Today that monument sits at the nearby northbound Manzanita Rest Area, north of Grants Pass. The monument’s original location is unknown at this point because many of the described roadside features have changed over the decades.
However, the monument still plays an important role for today’s new state trooper recruits. Lt. Bigman said the recruits are paired with a coach who takes them to the rest area and to the monument. Only they don’t know what they are walking up to since the monument from the parking area appears to be just a stone.
“For them it’s a learning moment,” said Lt. Bigman. “Just as they are surprised at what they find on the other side of the monument, they learn how quickly things can change. Just like for Trooper Baucom: out on lone patrol and in a blink of an eye he was killed.”
ODOT is currently working with OSP to bring a fallen officer sign to the side of I-5 on the southern slope of Sexton Summit. Oregon law requires the request go through the legislative process and Lt. Bigman is looking for a sponsor.

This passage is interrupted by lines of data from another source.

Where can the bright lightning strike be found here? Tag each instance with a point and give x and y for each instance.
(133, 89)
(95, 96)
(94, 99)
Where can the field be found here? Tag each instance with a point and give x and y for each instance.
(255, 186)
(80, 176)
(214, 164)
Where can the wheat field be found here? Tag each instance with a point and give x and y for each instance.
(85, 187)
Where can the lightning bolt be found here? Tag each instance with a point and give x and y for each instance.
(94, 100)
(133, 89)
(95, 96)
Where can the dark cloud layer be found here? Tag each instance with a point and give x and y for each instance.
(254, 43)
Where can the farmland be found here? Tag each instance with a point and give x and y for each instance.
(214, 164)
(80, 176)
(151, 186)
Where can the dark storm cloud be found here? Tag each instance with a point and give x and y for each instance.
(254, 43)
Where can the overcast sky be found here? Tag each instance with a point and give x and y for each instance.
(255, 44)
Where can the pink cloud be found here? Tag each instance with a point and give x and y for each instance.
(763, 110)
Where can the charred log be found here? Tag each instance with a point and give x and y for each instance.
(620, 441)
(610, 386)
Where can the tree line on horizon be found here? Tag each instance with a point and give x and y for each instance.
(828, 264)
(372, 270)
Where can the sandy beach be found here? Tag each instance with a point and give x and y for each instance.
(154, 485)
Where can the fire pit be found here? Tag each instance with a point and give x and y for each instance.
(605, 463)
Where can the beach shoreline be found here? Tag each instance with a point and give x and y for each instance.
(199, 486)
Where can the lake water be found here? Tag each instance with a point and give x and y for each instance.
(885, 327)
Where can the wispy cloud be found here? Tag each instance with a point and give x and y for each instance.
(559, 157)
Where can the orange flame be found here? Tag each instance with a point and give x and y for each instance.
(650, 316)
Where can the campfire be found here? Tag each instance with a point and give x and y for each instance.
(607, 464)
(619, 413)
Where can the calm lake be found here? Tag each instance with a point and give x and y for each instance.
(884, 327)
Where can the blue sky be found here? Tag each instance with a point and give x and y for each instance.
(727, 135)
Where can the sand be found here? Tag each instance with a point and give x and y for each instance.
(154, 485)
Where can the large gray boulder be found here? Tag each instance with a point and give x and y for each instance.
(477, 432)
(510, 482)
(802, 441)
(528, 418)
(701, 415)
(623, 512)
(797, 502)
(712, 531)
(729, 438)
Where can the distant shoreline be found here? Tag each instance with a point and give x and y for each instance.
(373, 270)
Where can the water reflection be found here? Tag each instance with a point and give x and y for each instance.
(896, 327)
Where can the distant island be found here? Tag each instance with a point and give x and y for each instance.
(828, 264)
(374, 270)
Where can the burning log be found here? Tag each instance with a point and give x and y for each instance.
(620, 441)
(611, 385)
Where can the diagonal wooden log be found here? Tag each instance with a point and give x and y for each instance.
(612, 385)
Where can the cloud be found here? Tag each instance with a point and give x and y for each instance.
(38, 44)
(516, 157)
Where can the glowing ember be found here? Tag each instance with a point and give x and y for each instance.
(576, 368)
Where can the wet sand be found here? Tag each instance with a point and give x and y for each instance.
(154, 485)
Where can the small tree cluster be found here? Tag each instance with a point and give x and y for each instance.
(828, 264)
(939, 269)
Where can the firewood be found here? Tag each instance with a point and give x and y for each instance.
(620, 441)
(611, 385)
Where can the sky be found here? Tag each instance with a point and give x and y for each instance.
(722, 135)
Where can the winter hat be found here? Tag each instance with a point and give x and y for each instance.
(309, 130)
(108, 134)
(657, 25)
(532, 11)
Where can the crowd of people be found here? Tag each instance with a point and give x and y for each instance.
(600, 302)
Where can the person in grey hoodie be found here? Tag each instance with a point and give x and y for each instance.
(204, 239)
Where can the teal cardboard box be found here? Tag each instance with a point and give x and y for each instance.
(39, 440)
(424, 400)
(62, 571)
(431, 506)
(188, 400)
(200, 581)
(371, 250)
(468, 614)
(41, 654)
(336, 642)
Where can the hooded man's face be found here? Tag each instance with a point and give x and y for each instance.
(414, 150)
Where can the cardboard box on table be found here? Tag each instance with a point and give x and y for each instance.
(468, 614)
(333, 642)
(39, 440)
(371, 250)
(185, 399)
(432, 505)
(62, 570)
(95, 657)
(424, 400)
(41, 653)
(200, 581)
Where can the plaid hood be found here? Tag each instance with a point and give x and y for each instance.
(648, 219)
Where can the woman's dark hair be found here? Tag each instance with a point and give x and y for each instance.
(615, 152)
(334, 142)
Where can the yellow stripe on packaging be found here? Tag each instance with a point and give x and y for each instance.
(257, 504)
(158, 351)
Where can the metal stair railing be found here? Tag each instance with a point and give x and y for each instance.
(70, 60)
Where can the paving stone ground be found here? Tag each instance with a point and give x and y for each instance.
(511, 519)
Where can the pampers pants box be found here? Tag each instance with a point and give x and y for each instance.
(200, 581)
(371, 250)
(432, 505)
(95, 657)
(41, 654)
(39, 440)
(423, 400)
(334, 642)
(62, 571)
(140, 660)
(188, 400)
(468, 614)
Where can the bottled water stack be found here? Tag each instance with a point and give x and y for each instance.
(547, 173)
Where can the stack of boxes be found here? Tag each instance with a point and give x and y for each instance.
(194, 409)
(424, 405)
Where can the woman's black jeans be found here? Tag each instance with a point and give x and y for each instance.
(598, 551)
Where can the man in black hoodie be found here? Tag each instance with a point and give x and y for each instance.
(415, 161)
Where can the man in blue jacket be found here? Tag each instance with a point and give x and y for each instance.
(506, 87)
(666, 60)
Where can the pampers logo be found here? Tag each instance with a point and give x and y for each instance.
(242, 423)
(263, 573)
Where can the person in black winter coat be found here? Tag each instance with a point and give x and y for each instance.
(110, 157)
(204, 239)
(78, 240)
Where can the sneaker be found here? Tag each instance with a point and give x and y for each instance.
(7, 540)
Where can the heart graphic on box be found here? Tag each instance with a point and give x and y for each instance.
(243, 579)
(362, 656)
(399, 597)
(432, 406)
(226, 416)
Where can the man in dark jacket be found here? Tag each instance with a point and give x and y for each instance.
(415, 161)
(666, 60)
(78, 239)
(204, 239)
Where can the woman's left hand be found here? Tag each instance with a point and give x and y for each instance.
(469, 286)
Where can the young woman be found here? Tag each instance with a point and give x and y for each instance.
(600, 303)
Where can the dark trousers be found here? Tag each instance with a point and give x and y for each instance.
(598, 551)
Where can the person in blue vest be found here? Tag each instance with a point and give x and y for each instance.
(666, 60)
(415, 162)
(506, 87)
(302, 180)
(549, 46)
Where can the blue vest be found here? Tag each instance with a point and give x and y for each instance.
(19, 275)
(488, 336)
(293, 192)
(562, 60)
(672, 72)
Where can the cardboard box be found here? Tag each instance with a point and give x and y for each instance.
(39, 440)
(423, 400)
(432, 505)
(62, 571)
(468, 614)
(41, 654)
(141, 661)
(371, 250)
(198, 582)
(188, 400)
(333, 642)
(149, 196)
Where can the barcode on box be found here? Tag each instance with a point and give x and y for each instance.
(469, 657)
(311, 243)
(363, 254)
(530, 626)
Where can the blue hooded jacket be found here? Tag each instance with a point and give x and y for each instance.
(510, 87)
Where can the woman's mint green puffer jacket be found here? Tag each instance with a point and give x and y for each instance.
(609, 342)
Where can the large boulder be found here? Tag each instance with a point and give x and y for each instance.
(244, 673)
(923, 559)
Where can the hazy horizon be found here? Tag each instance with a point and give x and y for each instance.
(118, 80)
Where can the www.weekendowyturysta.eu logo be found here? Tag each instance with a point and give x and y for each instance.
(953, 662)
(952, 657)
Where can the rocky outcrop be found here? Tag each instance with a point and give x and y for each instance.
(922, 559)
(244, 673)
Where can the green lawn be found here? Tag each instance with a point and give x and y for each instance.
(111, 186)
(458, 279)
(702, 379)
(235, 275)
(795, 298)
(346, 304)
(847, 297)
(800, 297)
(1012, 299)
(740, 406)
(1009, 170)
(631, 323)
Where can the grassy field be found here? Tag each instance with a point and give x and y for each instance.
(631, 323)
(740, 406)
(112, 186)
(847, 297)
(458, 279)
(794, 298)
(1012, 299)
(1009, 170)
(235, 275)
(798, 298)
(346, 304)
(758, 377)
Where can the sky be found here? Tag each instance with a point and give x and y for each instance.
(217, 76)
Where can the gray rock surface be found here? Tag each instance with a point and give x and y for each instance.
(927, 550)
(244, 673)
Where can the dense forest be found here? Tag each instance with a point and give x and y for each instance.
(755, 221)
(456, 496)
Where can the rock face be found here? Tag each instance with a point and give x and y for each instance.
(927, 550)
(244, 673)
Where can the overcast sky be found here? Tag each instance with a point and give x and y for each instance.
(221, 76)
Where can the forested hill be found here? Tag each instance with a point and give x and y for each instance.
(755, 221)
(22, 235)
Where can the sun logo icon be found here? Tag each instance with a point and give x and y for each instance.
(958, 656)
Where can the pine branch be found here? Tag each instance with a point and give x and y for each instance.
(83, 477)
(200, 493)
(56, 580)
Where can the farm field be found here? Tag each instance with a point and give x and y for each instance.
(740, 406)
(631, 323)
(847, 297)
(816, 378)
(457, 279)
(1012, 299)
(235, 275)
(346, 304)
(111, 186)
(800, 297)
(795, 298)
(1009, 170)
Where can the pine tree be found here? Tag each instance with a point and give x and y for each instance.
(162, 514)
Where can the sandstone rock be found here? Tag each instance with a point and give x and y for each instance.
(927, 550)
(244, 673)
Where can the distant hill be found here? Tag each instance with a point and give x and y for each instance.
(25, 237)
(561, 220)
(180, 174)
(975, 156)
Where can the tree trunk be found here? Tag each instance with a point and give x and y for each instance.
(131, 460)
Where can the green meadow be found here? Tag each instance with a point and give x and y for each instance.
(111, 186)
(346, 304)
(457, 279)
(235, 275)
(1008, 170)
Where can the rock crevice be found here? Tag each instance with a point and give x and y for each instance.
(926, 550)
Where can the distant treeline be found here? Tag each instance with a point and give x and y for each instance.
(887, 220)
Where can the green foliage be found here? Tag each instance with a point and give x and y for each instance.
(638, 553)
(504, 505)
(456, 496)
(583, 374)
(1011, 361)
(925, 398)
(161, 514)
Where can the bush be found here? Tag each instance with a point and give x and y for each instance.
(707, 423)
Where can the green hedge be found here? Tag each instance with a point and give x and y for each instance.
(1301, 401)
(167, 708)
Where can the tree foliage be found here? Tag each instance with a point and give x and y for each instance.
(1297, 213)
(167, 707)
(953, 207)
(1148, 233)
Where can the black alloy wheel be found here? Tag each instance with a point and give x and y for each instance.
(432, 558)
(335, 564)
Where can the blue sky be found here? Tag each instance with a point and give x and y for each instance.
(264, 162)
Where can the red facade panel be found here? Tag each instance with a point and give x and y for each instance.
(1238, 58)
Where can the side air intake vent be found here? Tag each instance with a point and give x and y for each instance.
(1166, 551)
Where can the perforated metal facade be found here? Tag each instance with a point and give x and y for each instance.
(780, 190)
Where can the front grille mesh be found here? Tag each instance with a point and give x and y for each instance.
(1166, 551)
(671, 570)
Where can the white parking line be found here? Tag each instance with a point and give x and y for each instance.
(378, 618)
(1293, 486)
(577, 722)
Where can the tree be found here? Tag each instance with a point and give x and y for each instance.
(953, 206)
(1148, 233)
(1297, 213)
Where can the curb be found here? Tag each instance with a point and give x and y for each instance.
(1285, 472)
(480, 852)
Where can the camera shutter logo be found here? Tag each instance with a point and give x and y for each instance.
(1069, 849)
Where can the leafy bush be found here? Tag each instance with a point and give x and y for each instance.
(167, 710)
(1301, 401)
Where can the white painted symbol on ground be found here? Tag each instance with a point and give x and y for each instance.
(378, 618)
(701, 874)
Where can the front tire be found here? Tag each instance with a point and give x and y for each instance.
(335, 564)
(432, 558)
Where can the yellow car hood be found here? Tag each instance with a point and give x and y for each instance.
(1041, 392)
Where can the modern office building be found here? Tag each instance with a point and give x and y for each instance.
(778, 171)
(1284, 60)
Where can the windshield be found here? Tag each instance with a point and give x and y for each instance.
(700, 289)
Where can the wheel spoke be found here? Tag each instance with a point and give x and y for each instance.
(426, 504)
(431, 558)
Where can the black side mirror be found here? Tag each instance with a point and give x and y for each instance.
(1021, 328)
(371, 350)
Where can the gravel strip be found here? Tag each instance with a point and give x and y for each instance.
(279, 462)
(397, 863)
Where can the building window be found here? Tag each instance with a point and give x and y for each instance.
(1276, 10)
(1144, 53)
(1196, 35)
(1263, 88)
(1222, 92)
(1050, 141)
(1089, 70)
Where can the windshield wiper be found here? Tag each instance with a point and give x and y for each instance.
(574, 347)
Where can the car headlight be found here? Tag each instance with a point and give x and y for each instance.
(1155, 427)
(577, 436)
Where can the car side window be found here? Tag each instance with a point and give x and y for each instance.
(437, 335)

“For us, Trooper Baucom’s story could be any of us. And we know that – when things go sideways out here and fighting alone on a side of a mountain could be our story. We always say ‘we’ll never forget,’ ‘we’ll always remember’ and this quest to get the fallen officer memorial sign for him and to find the site of the actual homicide scene is something we should do for this man who served in the armed forces. He took an oath to protect and serve the citizens of Oregon and he lived and died on the side of this mountain.”